One group of visitors I met this week were from a major Nordic bank and in Israel for the first time. Family, friends and work colleagues had warned them to be careful, to appreciate that there are armed solders and police everywhere, and be prepared for the worst! Their only regret was that they were here for just 36 hours. Those 36 hours were nevertheless a game changer for them.
Tel Aviv - a bright modern city, good infrastructure, hotel, restaurants, friendly people, hi-tech and other businesses booming – they were stunned. And apart from a couple of female solders in uniform and the odd police car driving around, there was nothing “to see”.
Later in the week, met with visitors from Switzerland and their reaction was much the same.

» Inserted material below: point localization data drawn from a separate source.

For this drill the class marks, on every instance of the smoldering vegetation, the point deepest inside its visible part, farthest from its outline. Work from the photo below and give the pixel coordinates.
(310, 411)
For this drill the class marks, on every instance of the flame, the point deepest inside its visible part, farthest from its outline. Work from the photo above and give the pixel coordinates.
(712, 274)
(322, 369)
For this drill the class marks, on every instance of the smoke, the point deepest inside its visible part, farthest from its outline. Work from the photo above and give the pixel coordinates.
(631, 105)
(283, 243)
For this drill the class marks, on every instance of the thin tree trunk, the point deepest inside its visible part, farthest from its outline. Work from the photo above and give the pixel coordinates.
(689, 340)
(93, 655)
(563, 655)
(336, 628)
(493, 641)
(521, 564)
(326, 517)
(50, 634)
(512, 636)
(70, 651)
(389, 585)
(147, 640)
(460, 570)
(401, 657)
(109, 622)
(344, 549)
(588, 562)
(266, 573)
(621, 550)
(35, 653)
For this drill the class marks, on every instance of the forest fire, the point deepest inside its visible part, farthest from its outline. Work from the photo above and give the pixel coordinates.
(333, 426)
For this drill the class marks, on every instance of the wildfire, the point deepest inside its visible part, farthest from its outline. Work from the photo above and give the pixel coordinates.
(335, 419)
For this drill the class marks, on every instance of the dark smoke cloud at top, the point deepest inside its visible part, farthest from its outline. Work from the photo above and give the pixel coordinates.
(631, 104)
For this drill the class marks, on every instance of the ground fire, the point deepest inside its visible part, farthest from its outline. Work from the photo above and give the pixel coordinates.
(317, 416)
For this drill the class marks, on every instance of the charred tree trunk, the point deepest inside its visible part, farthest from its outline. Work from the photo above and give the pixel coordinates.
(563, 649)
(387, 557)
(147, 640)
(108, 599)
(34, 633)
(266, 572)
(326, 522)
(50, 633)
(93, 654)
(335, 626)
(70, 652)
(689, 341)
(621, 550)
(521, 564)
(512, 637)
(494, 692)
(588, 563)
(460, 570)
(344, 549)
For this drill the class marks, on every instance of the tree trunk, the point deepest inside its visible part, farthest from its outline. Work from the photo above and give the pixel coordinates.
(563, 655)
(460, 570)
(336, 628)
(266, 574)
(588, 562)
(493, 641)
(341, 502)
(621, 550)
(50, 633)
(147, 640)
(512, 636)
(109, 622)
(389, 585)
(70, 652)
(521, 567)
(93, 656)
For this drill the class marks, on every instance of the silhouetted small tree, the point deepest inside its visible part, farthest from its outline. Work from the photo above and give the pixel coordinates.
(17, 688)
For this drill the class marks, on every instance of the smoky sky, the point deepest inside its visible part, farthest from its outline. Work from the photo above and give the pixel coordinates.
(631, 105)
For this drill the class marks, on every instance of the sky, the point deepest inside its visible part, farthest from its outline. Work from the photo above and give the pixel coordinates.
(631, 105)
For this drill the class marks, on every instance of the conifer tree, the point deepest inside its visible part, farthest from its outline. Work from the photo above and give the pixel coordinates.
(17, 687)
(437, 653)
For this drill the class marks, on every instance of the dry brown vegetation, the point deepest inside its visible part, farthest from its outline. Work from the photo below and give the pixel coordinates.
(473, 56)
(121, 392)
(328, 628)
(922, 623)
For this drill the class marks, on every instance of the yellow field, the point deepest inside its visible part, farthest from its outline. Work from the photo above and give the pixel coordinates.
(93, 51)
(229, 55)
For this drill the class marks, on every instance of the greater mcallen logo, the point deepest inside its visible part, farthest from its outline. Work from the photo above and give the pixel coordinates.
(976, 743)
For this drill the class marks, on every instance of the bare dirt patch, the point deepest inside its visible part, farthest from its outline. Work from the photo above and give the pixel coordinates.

Maybe 10 million visitors a year is a pipe dream, but isn’t that what Israel is about – achieving the impossible! Not many in 1948 gave Israel a chance of survival and yet 65 years on the dessert is blooming, there is prosperity and the country goes from strengthen to strengthen. Israel somehow makes the old adage true – “the impossible can be achieved immediately, everything else takes time”.
What is critical regardless of 10, 9 or 8 million visitors is that each, no matter the reason for visiting Israel, returns home as an ambassador for the country. The more evangelists we have to counter the negative publicity put out by certain sections of the international media, the sooner a just peace can be achieved for all people of the region.